Fawcett, S.B. A Reflection on Community Research and Action as an Evolving Practice. Behav. Soc. Iss. (2021). https://doi.org/10.1007/s42822-021-00083-x
Community research and action is an evolving field of practice with multiple influences. Its varied ways of knowing and doing reflect recombined elements from different disciplines, including behavioral science, community psychology, public health, and community development. This article offers a personal reflection based on my evolving practice over nearly 50 years. The focus is on three types of influence: (a) engaging with different communities, fields, and networks (e.g., discovering shared values, diverse methods); (b) building methods and capabilities for the work (e.g., methods for participatory research, tools for capacity building); and (c) partnering for collaborative research and action, locally and globally. This story highlights the nature of the field’s evolution as an increasing variation in methods. Our evolving practice of community research and action—individually and collectively—emerges from the recombination of ideas and methods discovered through engagement in a wide variety of contexts.
"Gradually, the observer realizes that these organisms are connected with each other, not linearly, but in a net-like, entangled fabric." —Alexander von Humboldt, German naturalist and explorer
In our professional lives, we follow branches from a field of origin—perhaps behavioral science or public health—into other related fields. In exchanges with others with different training and experience, we share ideas and methods that alter our practice and enrich our collective work. Like the “entangled life” of fungi (Sheldrake, 2020), we are connected in a web of relationships through which ideas and methods are shared and recombined in novel forms.

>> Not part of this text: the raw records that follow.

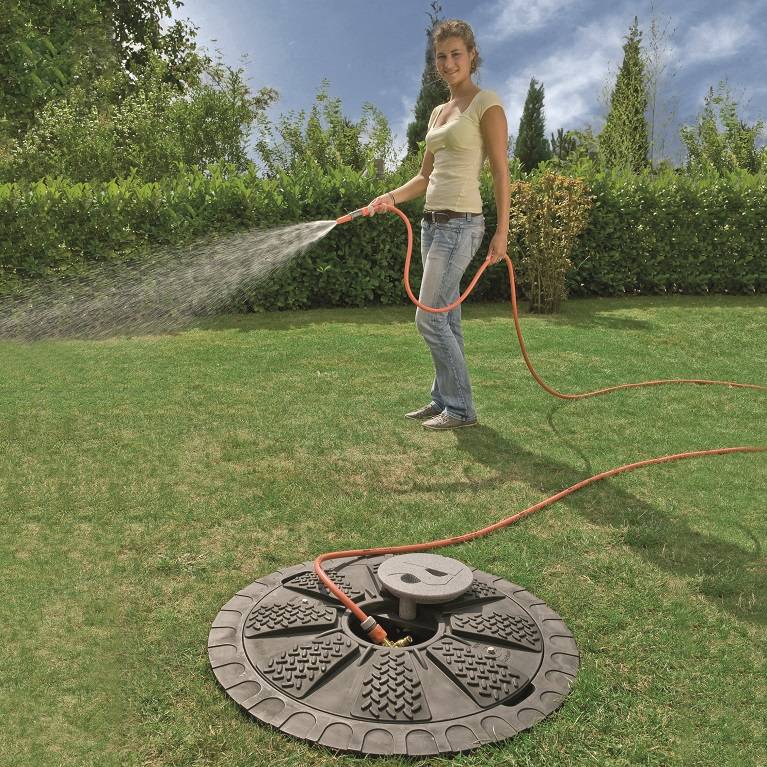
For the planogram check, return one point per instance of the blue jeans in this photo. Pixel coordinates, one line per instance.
(446, 250)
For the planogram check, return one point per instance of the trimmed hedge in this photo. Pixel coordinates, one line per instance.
(645, 234)
(673, 234)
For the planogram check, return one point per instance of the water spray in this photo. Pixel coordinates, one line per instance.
(392, 650)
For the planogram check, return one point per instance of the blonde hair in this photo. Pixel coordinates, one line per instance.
(458, 28)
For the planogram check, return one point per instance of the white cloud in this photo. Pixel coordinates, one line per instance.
(573, 77)
(717, 38)
(512, 18)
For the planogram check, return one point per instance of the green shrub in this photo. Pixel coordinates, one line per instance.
(547, 214)
(645, 234)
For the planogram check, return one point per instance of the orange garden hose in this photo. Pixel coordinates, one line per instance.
(375, 632)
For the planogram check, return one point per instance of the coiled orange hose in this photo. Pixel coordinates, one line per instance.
(376, 633)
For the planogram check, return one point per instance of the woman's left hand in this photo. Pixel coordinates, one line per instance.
(497, 249)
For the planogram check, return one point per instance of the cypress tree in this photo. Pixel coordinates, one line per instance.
(623, 143)
(434, 90)
(532, 146)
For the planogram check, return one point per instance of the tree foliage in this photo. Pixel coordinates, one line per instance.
(324, 139)
(434, 90)
(721, 141)
(532, 146)
(623, 143)
(140, 124)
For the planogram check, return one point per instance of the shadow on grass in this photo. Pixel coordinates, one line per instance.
(578, 312)
(724, 573)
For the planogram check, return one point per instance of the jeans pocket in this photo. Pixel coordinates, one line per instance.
(476, 241)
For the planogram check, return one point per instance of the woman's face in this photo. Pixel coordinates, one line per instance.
(453, 60)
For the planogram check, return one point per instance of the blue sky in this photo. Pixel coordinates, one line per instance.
(375, 51)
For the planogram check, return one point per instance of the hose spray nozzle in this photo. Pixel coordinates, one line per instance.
(368, 210)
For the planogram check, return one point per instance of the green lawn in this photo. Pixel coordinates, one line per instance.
(143, 481)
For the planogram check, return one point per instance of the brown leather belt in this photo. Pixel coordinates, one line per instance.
(443, 216)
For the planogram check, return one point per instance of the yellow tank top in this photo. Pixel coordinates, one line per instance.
(459, 153)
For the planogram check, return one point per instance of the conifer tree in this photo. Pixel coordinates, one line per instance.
(623, 143)
(434, 90)
(531, 146)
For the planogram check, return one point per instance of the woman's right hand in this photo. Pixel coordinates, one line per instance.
(378, 203)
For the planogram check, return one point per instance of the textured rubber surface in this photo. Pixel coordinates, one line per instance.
(485, 666)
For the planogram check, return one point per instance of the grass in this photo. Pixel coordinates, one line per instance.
(144, 481)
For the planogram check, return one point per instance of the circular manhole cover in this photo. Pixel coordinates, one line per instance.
(481, 668)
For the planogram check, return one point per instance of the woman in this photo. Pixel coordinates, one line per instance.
(461, 134)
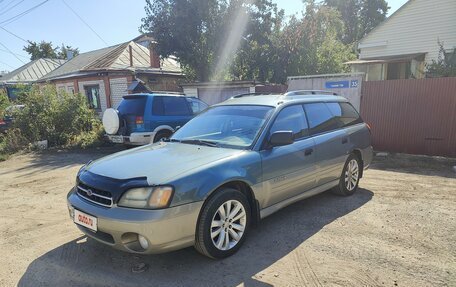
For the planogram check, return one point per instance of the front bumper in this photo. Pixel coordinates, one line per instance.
(165, 229)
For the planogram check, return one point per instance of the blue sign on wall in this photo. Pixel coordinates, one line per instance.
(337, 85)
(341, 84)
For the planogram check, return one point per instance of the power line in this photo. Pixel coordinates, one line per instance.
(25, 57)
(11, 33)
(14, 18)
(12, 53)
(9, 3)
(82, 20)
(7, 65)
(11, 7)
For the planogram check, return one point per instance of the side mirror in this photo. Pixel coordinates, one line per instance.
(281, 138)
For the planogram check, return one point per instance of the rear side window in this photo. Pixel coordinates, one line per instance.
(291, 119)
(132, 106)
(320, 118)
(170, 106)
(196, 105)
(345, 113)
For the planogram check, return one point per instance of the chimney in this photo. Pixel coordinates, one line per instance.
(69, 55)
(154, 57)
(130, 50)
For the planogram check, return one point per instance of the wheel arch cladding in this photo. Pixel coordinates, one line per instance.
(358, 153)
(245, 189)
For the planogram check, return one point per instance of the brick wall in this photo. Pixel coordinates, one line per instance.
(118, 90)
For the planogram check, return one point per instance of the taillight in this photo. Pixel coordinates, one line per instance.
(368, 127)
(139, 120)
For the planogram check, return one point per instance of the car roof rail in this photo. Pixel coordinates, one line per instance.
(168, 93)
(309, 92)
(250, 94)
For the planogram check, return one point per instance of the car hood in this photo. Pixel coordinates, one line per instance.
(160, 162)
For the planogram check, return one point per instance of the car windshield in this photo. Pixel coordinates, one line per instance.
(228, 126)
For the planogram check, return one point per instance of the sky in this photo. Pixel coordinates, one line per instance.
(115, 21)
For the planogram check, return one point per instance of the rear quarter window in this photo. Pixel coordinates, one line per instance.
(132, 106)
(170, 106)
(320, 118)
(344, 113)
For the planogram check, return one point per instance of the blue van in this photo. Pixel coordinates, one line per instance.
(145, 118)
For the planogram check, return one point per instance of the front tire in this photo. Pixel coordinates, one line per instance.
(223, 224)
(349, 179)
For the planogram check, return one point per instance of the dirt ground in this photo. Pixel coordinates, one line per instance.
(399, 229)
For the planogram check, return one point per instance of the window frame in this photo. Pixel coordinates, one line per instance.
(89, 87)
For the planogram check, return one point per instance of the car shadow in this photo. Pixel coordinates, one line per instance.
(416, 164)
(85, 262)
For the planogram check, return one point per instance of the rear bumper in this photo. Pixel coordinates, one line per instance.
(136, 138)
(165, 229)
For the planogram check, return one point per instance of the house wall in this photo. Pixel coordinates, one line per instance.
(119, 88)
(414, 28)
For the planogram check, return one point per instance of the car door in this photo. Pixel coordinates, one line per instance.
(331, 142)
(289, 170)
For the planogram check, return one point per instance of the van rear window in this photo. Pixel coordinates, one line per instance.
(132, 106)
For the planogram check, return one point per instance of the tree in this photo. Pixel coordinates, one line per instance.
(359, 16)
(206, 35)
(445, 66)
(47, 50)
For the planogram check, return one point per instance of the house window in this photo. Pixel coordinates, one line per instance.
(93, 96)
(401, 70)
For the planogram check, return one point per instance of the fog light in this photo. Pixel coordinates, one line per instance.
(143, 242)
(71, 211)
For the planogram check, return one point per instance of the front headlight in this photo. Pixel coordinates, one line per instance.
(153, 197)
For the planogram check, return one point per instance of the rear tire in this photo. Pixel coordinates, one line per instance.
(349, 179)
(161, 135)
(223, 224)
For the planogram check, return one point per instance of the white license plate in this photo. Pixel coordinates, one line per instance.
(116, 139)
(85, 220)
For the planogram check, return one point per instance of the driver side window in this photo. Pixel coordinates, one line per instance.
(291, 118)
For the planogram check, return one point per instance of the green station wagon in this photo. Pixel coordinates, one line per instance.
(218, 175)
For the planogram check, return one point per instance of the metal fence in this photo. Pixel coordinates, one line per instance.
(412, 116)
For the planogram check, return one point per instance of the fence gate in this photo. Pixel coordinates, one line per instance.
(412, 116)
(346, 85)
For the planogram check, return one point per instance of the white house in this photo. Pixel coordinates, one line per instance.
(400, 47)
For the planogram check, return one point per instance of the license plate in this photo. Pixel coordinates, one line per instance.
(85, 220)
(116, 139)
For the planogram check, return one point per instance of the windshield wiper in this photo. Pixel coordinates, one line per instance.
(170, 140)
(200, 142)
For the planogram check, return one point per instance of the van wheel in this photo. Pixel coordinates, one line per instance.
(161, 135)
(349, 179)
(223, 224)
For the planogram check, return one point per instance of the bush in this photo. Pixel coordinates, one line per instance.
(60, 118)
(13, 141)
(4, 102)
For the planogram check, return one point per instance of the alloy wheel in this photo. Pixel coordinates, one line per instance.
(352, 174)
(228, 225)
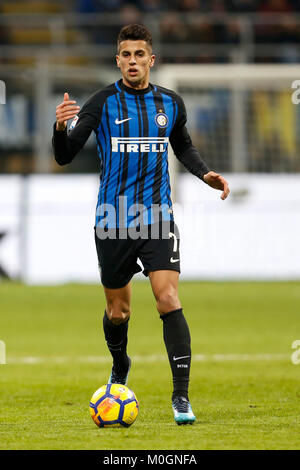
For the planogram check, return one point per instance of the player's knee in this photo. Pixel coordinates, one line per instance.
(167, 301)
(118, 312)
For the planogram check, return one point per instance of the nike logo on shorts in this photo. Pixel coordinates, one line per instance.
(123, 120)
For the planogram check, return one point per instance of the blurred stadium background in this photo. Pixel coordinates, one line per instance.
(233, 61)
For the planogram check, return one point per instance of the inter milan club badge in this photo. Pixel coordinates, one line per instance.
(161, 120)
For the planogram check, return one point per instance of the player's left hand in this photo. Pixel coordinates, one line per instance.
(217, 181)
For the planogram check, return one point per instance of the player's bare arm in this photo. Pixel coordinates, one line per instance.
(65, 111)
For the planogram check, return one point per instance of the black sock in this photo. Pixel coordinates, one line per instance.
(178, 344)
(116, 339)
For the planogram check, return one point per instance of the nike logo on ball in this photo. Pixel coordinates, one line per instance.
(181, 357)
(123, 120)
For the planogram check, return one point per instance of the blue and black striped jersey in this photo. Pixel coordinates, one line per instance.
(133, 129)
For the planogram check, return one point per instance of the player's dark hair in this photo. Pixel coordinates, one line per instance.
(135, 32)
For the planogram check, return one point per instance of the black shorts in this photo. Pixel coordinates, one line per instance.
(117, 257)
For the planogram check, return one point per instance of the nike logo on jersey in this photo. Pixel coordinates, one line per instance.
(181, 357)
(123, 120)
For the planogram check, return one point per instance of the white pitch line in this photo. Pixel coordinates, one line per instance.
(147, 358)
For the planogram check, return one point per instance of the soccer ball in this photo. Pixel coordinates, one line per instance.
(114, 405)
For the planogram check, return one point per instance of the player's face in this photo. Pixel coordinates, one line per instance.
(135, 59)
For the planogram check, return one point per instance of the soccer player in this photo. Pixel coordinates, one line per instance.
(134, 121)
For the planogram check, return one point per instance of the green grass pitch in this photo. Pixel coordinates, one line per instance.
(244, 387)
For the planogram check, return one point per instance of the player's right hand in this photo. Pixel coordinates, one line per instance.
(65, 111)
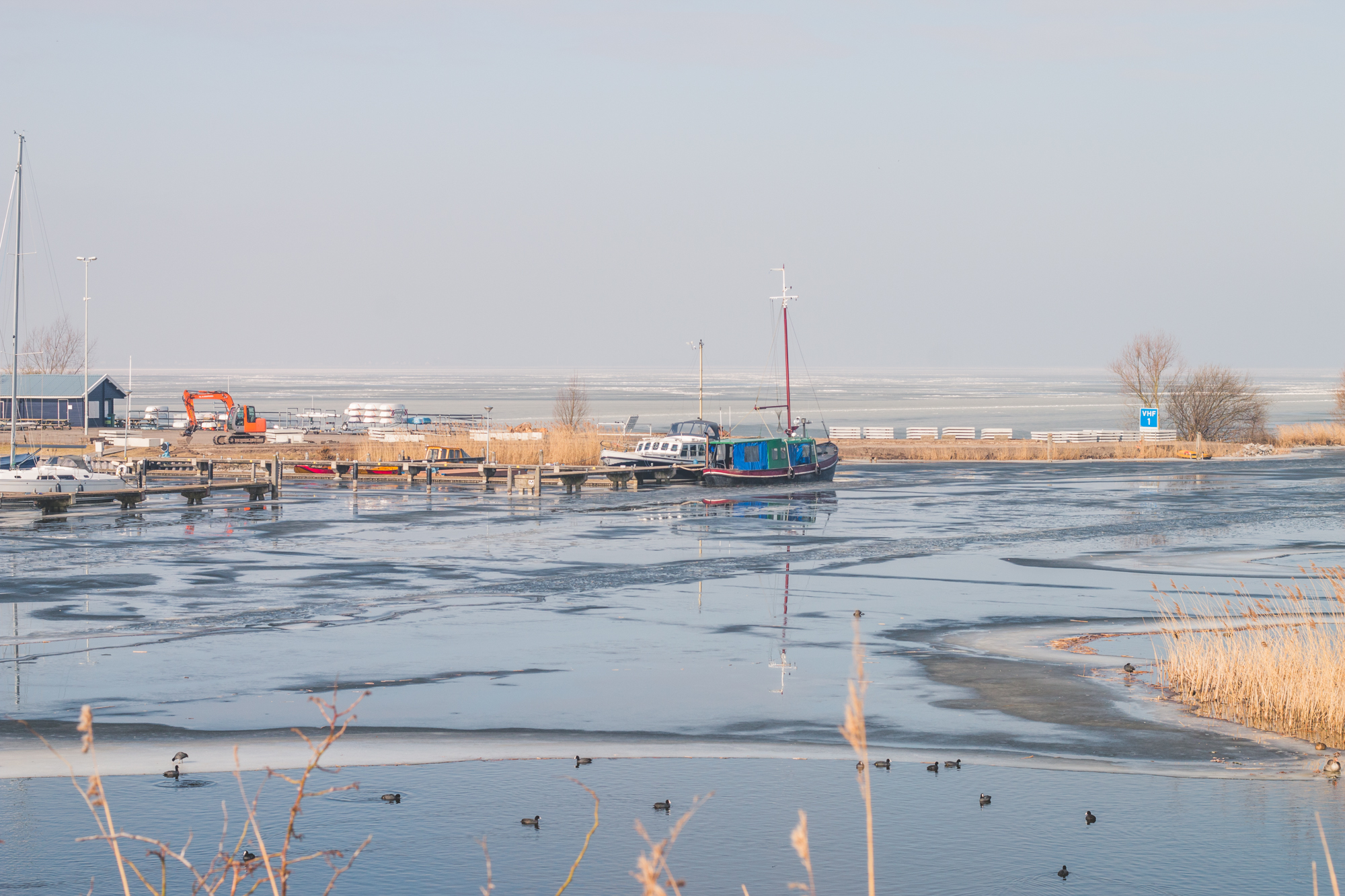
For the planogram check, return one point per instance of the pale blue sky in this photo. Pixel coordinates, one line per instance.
(598, 184)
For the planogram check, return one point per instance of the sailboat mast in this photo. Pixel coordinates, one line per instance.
(18, 260)
(785, 309)
(700, 401)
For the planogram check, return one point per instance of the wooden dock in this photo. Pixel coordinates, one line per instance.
(60, 502)
(267, 478)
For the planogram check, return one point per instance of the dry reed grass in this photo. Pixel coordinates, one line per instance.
(857, 735)
(1311, 435)
(1270, 663)
(558, 447)
(855, 450)
(228, 870)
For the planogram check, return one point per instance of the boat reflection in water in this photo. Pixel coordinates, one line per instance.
(796, 506)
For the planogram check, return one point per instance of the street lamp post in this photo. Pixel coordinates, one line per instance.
(87, 260)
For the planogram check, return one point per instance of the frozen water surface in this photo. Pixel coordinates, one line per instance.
(653, 623)
(1153, 834)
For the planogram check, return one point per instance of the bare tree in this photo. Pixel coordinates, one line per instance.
(1147, 369)
(1340, 403)
(572, 405)
(59, 348)
(1218, 404)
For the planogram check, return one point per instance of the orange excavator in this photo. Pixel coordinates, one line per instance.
(241, 421)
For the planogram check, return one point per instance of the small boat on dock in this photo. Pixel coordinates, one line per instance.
(792, 456)
(683, 450)
(68, 474)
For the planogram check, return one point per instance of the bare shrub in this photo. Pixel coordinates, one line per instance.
(572, 404)
(61, 349)
(1218, 404)
(232, 869)
(1147, 369)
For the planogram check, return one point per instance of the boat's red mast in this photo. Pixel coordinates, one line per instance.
(789, 412)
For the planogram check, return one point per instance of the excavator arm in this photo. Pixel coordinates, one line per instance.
(190, 399)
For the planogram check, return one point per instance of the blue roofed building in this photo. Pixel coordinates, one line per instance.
(53, 397)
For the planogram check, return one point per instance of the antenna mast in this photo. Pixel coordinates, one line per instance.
(785, 310)
(18, 260)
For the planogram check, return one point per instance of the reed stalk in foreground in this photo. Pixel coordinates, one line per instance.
(1311, 435)
(1272, 663)
(657, 861)
(228, 872)
(587, 838)
(857, 735)
(800, 838)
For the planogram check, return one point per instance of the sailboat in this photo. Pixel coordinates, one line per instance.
(26, 474)
(773, 460)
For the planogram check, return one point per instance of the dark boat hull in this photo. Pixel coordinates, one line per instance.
(821, 471)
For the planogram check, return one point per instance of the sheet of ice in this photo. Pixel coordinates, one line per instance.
(634, 618)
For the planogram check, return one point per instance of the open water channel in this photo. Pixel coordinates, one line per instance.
(688, 647)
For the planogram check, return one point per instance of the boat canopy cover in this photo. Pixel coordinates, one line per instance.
(699, 428)
(21, 462)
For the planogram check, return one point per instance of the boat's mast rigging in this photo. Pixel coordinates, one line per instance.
(18, 260)
(785, 310)
(700, 403)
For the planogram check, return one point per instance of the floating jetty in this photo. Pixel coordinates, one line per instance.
(266, 478)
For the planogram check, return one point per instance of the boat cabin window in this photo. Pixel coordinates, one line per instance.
(753, 455)
(695, 428)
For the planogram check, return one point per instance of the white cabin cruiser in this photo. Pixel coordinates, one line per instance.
(684, 447)
(59, 474)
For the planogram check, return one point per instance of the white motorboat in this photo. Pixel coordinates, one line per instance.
(684, 447)
(59, 474)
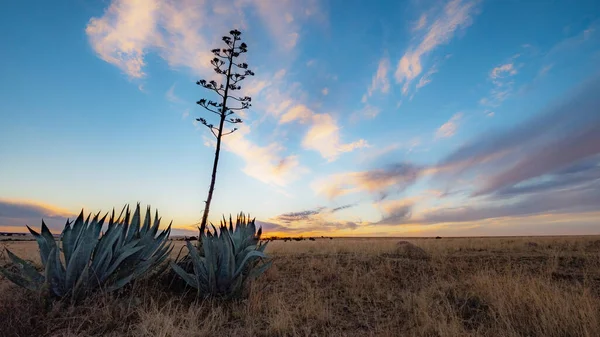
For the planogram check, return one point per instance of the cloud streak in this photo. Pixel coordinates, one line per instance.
(381, 182)
(456, 15)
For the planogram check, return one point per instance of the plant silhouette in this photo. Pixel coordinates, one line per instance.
(225, 65)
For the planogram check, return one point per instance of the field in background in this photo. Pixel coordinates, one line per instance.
(522, 286)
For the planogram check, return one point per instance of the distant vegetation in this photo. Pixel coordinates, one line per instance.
(545, 286)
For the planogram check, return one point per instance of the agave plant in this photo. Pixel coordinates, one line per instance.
(92, 259)
(228, 259)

Community research and action is an evolving practice with multiple influences. Its varied activities result from exposure to, and selection for, different ways of knowing and doing. Recombined elements of research and practice reflect influences from different disciplines, including applied behavioral science, community psychology, public health, applied anthropology, urban planning, and community development, among others. For instance, if we are trained in behavioral science, we may especially value systematic methods of measurement and intervention. Exposure to community-oriented disciplines, such as community psychology or community development, may add an emphasis on participatory approaches, as represented in community-based participatory research and community engagement in designing and implementing strategies for action. Subsequent exposure to public health methods may add systems approaches and methods for changing conditions that affect health and health equity.
This article offers a reflection on the evolving practice of community research and action. Illustrated with my 50-plus years of experience, it focuses on three important mechanisms: (a) engaging with different communities, fields, and networks; (b) building methods and capabilities for the work; and (c) partnering for collaborative research and action.